Lagos landlords vs tenants: Is there light at the end of this tunnel?
Most Lagosians are tenants, spending half their income just to keep a roof over their heads. Now, lawmakers are taking time of their ‘usual no-work, lots of pay’, taking aim at rent madness with a bill that could finally shift the power balance.

The Lagos landlord-tenant saga did not just pop up; it is a full-blown reality show on repeat. You go house hunting, your agent first parades a mansion you cannot afford, then pushes you into a “room self-con”, or dumps you in the middle of nowhere where catching a ride to work feels like winning the lottery.
Now, rent is just one part of the battle. You are also slapped with agreement and agent fees that rival your annual rent, and landlords keep hiking rates because of random “POP ceiling” upgrades.
Try scrolling through social media, and you will see countless “very comfortable” listings, laughably overpriced, always tactical. This is not hyperbole; it is Lagos, live and charged.
While the dilemma is clear, the Lagos State House of Assembly just carried out a public hearing on a fresh bill meant to rewrite the landlord-tenant narrative. Despite a modest 15 percent rise in housing units since 2016, more than 70 percent of Lagosians are renters, many of whom funnel 40 to 60 percent of their income into rent.
Also Read: Lagos moving towards monthly rent payments as fast as possible to bring tenants relief
This bill, stretching across four parts and 45 clauses, is intended to draw bright lines around rent payments, eviction protocols, dispute resolution, and tenancy agreements. It promises to curb the fee madness and speed up legal clarity for all parties involved.

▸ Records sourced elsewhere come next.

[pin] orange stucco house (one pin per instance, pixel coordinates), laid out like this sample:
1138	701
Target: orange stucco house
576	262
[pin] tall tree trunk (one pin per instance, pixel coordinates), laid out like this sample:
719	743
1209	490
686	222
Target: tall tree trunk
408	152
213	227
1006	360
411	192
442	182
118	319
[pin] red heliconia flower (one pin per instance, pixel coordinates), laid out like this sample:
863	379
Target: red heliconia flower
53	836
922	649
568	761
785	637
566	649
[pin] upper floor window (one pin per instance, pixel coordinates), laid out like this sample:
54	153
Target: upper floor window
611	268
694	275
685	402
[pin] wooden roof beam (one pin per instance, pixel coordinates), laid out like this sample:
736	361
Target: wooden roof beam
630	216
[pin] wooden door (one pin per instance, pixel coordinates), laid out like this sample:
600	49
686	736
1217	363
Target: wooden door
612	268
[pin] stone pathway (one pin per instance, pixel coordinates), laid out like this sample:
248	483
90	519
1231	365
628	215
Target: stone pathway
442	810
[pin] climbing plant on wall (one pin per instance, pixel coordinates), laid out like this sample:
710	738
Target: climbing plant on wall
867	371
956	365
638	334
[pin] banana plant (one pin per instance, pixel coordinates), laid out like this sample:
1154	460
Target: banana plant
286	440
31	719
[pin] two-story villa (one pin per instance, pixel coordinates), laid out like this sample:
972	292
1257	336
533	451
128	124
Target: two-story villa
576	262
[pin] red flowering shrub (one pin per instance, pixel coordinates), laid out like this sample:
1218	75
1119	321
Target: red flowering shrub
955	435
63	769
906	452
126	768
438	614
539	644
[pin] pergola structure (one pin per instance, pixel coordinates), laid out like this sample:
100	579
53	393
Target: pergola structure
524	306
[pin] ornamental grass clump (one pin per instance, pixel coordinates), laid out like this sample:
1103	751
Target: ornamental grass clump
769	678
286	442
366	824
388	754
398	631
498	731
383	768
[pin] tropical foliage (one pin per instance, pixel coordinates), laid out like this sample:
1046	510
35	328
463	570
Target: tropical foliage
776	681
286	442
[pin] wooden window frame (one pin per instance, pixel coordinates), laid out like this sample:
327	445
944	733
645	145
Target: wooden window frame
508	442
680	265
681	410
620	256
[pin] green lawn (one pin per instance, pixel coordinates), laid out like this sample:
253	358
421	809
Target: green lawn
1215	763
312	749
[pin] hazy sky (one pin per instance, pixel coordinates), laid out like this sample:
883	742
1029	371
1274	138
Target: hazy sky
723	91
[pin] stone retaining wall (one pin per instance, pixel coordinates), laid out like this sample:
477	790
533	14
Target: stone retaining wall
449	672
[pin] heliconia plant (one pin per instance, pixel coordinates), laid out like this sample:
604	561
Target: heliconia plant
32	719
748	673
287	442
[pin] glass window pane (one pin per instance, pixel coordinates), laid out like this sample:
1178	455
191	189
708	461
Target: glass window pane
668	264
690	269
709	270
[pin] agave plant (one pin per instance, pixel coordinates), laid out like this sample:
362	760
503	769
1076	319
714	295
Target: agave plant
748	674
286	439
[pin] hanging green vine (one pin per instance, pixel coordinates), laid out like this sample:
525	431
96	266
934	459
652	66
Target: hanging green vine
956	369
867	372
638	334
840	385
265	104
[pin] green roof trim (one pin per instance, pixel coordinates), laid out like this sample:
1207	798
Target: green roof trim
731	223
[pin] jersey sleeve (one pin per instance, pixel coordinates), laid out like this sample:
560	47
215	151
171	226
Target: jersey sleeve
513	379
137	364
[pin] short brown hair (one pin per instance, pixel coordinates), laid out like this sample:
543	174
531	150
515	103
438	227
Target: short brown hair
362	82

Further, lawmakers are eyeing a five percent cap on agency fees, a massive drop from the 10 percent norm, complete with serious penalties for violators, including imprisonment or fines if registered agents exceed the limit.
A new draft also bans both landlords and agents from demanding more than three months of rent for monthly tenancies, and one year upfront for yearly ones. Demanding more, and you face fines or up to three months behind bars.
Even signed receipts, timely remittances, proper registration of agents, and peaceful entry for inspections are being baked into law.
This fight for fairness resonates beyond the halls of power. Lagos’s tenants, especially young professionals, are railing online about absurd rent hikes and these emblematic “shackles” of housing costs.
Is the pipeline of landlords defending steep prices because construction costs jumped or inflation soared? That is just the cost of doing business, or so they say. But when you are paying upwards of ₦1.5 million annually for a two-room apartment with no amenities, it stops being a cost; it is a crisis.
We have seen how time and inflation can burn through contracts. Tenants who have had their rents doubled in just a few years are multiplying faster than sunset stories. And years from now, when tenants share how they poured more into agent fees than rent itself, that is the evidence for change, if the law catches up. This bill offers that chance.
Lagos is tough, savvy, and survives on hustle. But if this legislation becomes law, it could give us rents that are predictable rather than punitive, agreements that do not exploit, and stability rather than fracture. It will not fix everything, but it could finally let Lagos residents breathe. Just a little.